Intel® Fortran Compiler Classic and Intel® Fortran Compiler Developer Guide and Reference

ID 767251
Date 9/08/2022
Public

A newer version of this document is available. Customers should click here to go to the newest version.

Document Table of Contents

Profile-Guided Optimization via Hardware Counters

A lightweight profiling mechanism can be used to achieve many of the benefits of instrumentation-based profiling, but without the overhead of inserting instrumentation into the application binary. This mode of operation can be beneficial in cases where increased code/data size or changes in runtime due to instrumentation may make regular Performance-Guided Optimization (PGO) infeasible. This approach requires the use of Intel® VTune™ Profiler to collect information from the hardware counters. The information is collected with minimal overhead, and combined with debug information produced by the compiler to identify the primary code path for optimizations.

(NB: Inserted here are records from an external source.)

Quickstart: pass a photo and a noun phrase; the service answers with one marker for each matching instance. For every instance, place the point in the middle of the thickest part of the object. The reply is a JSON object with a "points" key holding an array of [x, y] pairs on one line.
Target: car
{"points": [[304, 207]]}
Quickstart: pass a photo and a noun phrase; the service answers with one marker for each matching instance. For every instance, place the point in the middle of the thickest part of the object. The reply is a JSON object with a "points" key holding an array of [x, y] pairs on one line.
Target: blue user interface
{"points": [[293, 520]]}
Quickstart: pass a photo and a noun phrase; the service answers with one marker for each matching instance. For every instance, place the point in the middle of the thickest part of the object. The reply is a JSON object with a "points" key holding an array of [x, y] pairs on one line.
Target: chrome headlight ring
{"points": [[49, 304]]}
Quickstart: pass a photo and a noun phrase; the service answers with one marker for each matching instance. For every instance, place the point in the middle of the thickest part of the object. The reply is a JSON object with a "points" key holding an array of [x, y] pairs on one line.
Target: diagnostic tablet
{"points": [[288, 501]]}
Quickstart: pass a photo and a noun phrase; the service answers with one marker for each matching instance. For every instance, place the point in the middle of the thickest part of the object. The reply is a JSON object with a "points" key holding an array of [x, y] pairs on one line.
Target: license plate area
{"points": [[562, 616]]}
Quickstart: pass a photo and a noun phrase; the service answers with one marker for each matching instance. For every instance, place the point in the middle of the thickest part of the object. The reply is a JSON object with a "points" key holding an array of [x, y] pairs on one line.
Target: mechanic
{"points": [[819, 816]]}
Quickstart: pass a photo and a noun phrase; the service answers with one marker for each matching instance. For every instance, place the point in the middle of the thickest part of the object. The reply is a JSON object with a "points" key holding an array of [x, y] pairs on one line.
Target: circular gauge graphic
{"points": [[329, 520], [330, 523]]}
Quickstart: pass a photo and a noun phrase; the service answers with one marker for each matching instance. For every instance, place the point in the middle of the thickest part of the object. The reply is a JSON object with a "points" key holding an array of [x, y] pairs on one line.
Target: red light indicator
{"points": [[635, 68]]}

Follow these steps to use this method:

  1. Compile the application with the option prof-gen-sampling.

    This option instructs the compiler to generate additional debug information for the application, which is used to map the information collected by the hardware counters to a specific source code. Using this option does not affect the generated instruction sequence in the way that instrumented PGO does. Optimizations may be enabled during this build, but it is recommended that you disable function inlining.

  2. Run the generated executable on one or more representative workloads with the Intel VTune Profiler tool:
    <installation-root>/bin64/amplxe-pgo-report.sh <your application and command line>

    Additional information regarding options for data collection can be found in the Intel VTune Profiler documentation. This step generates files in the form: rNNNpgo_icc.pgo (where NNN is a three digit number). These files are used as input in the next steps.

  3. Merge the report files produced during step 2.

    The tool profmergesampling can be used to produce an indexed file of results that speeds up processing data during the next step.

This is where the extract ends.